ゆとり社長を教育せよ。




あの時は春で、今より少しあたたかい夜。空にはぼんやりと丸い月が浮かんでいた。


「え? コレ霧生くんの彼女? 超かわいい! 結婚は?」

「まぁ、もう少し仕事に慣れたら、かなー。と。でも、最近ケンカ多いんだよな」


飲み会から帰る途中。

霧生くんとはたまたま帰り道が一緒だったから、スマホに映る彼女の写真を見ながら、彼をひやかしていたんだ。

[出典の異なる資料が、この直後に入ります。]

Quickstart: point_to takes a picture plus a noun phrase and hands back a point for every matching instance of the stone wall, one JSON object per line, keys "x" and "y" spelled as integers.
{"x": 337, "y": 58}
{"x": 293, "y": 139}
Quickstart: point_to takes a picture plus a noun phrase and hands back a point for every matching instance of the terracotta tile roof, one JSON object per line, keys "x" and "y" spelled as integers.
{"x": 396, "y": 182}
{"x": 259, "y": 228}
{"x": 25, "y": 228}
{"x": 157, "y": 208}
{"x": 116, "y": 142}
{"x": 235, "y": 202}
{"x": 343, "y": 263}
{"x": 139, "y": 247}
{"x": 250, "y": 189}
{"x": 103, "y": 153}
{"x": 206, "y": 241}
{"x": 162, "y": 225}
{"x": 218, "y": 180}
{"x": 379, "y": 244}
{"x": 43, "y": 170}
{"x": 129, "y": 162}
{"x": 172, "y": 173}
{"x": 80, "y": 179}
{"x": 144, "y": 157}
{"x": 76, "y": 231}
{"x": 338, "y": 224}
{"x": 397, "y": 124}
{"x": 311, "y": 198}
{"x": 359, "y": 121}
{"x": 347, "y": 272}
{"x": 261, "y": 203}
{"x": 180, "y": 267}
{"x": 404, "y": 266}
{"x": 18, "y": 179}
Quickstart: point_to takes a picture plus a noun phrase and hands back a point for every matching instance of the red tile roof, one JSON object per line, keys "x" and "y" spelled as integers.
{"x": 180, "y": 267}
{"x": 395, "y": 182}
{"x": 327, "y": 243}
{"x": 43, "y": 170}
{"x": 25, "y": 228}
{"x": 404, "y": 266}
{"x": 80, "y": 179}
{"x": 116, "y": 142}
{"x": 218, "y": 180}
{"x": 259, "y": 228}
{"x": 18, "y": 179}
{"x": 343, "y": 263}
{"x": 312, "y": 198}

「ケンカできるうちはまだいいよ。私なんてもう別れるまでのカウントダウン入ったって感じ。
あの人、絶対に何か隠してるのよね……浮気なんかするような人じゃないから、仕事のこととか」

「ふーん……」


あーあ、寂しいな。なんて、酔っぱらってその気持ちごまかそうとしたのが裏目に出て、余計にむなしくなっていた。

さらに、隣で優しく話を聞いてくれる男友達がいたのがまずかった。



「どっかで飲み直さない?」



このまま歩いても、もうお酒を飲むようなお店がないことはわかっていた。

きっと、彼の方もそれがわかっていてこう言ったんだ。



「……もうちょいで、俺んちだから」



どちらからともなく手を繋いで、飲み直そうって言ったはずなのにコンビニにも寄らずに、彼の家へまっしぐら。

玄関先でキスをして、あっという間にベッドにたどり着いて……

そして服を脱がされている途中で、お互い我に返った。


「……ゴメン、高梨、俺……」

「う、ううん。私も、ゴメン。部屋になんか上がったりして……」


そうしてぎこちなく服の乱れを直すと、二人向かい合って床に正座し、頭を下げた。

お互いに相手がいるのに、なにやってんのよって。

でも、一線を越えなかったことにすごくほっとしたことも覚えている。